Aber vielleicht ist es einen Versuch wert …«

»Vielleicht«, meinte sie, und ihre großen grünen Augen blickten wieder fort, senkten sich dem Boden zu. »Es würde sehr schwierig werden, Dirk. Jaan und Garse sind auch noch da, und eine ganze Menge Probleme. Wir wissen ja nicht, ob es sich überhaupt lohnt. Wir wissen nicht, ob es auch nur den kleinsten Unterschied macht.«

»Nein, natürlich nicht«, sagte er. »In den letzten Jahren bin ich oft zu dem Entschluß gekommen, daß alles egal ist und ein neuer Versuch nicht mehr lohnt. Das machte mich aber auch nicht glücklicher, nur müde, endlos müde. Gwen, wenn wir es nicht versuchen, werden wir es nie wissen.«

Sie nickte. »Mag sein«, war ihr einziger Kommentar.

Der Wind blies kalt und heftig, die dem Wahn der Dunklinge entsprungene Musik wurde abwechselnd lauter und leiser. Sie gingen hinein, die Treppen hinunter, vorbei an den fahl flackernden Lichtwänden auf den einzigen Fels in der Brandung des Irrsinns zu: ihren Gleiter, der darauf wartete, sie nach Larteyn zu tragen.

5

Sie ließen die weißen Türme Kryne Lamiyas hinter sich zurück und hielten auf die verglimmenden Feuer von Larteyn zu. Während des Fluges sprachen sie kaum, berührten sich nicht und hingen ihren eigenen Gedanken nach. Gwen parkte den Gleiter auf seinem Stammplatz, und Dirk folgte hinab bis zu ihrer Tür. Als er von ihr erwartete, sie würde ihm eine gute Nacht wünschen, flüsterte sie ihm schnell ein »Warte!« zu. Dann huschte sie hinein, und er wartete verstört. Aus ihrem Zimmer drangen Geräusche — Stimmen —, dann war Gwen auch schon zurück. Sie drückte ihm ein dickes Manuskript in die Hand, einen eindrucksvollen Stapel Papier, von Hand in schwarzes Leder gebunden. Jaans Thesen. Er hatte sie schon fast vergessen. »Lies es«, flüsterte sie, den Kopf durch den Türspalt steckend. »Komm morgen herauf, dann werden wir uns noch ein wenig unterhalten.« Sie hauchte ihm einen Kuß auf die Wange und drückte die schwere Tür mit einem leisen Klicken ins Schloß. Einen Augenblick lang stand Dirk verdutzt da und wog das gebundene Manuskript in der Hand, dann ging er zu den Aufzügen hinüber.

Er war noch keine drei Schritte gegangen, als er den ersten Schrei hörte. Irgendwie brachte er es nicht fertig weiterzugehen.

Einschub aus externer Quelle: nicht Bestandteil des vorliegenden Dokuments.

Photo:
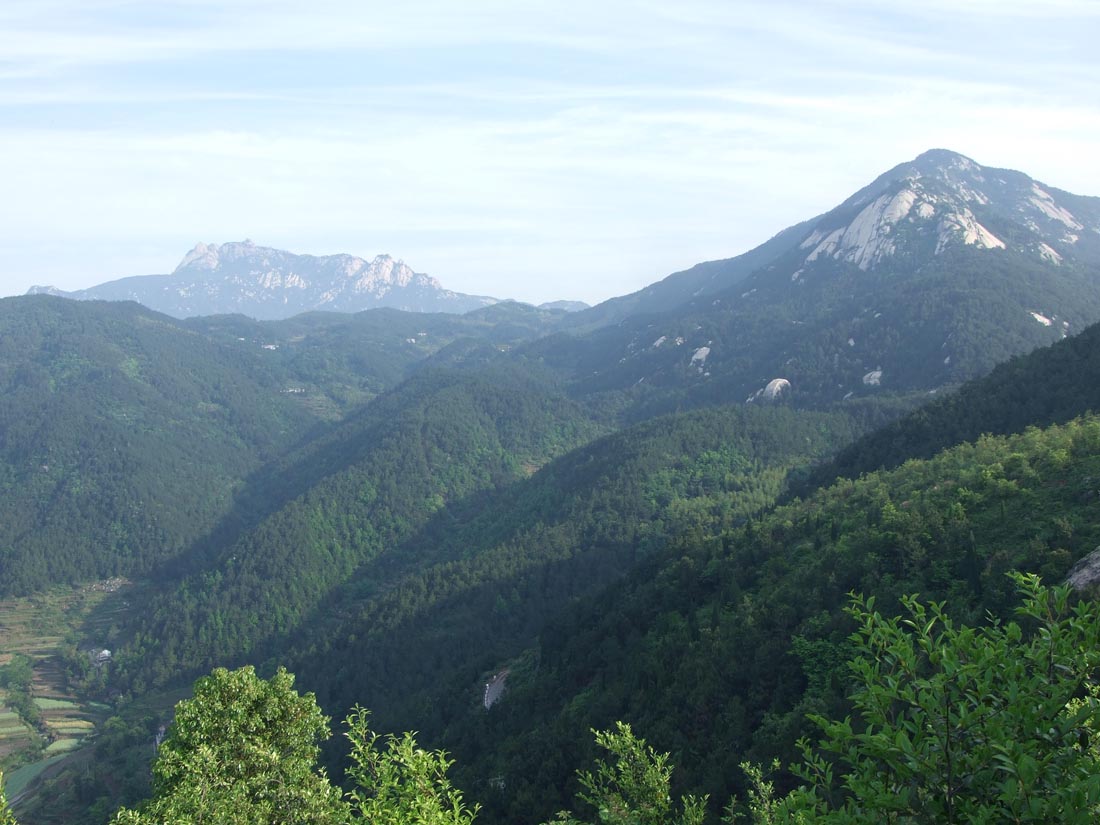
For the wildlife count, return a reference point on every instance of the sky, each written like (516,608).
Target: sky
(538,151)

Die Geräusche zogen ihn wie magisch an.

Lauschend blieb er vor Gwens Tür stehen. Die Wände waren dick, und nur sehr wenig drang durch. Einzelne Wörter oder Sätze konnte er nicht ausmachen, aber der Tonfall der Stimmen sagte ihm genug. Gwens Stimme dominierte: laut, schrill — manchmal schrie sie sogar —, beinahe hysterisch. Vor seinem inneren Auge sah Dirk Gwen vor den Wasserspeiern im Wohnraum auf und ab gehen, so wie sie es immer tat, wenn sie erregt war.

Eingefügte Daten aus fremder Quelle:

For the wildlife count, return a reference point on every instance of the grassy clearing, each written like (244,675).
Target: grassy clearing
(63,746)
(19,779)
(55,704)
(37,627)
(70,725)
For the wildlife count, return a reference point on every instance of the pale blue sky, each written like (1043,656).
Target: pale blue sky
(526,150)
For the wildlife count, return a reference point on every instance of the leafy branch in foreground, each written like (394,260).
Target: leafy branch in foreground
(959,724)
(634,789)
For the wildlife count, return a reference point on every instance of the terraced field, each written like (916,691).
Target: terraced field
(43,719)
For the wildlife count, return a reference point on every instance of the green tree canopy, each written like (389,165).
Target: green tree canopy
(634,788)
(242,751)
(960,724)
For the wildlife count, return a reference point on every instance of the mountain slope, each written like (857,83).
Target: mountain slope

Beide Kavalaren würden anwesend sein — Dirk war sicher, zwei andere Stimmen zu hören — und sie bedrängen. Die eine Stimme war ruhig und sicher, ohne wütende Zwischentöne, aber unnachgiebig fragend. Sie mußte Jaan Vikary gehören. Sein Stimmfall verriet ihn, sein Sprechrhythmus war selbst durch die Wand hindurch zu erkennen. Die dritte Stimme, Garse Janacek, hörte Dirk zunächst nur selten. Dann aber sprach sie häufiger, wurde immer lauter und wütender. Nach einiger Zeit war von der beherrschten Stimme überhaupt nichts mehr zu hören, während Gwen und Garse einander anbrüllten.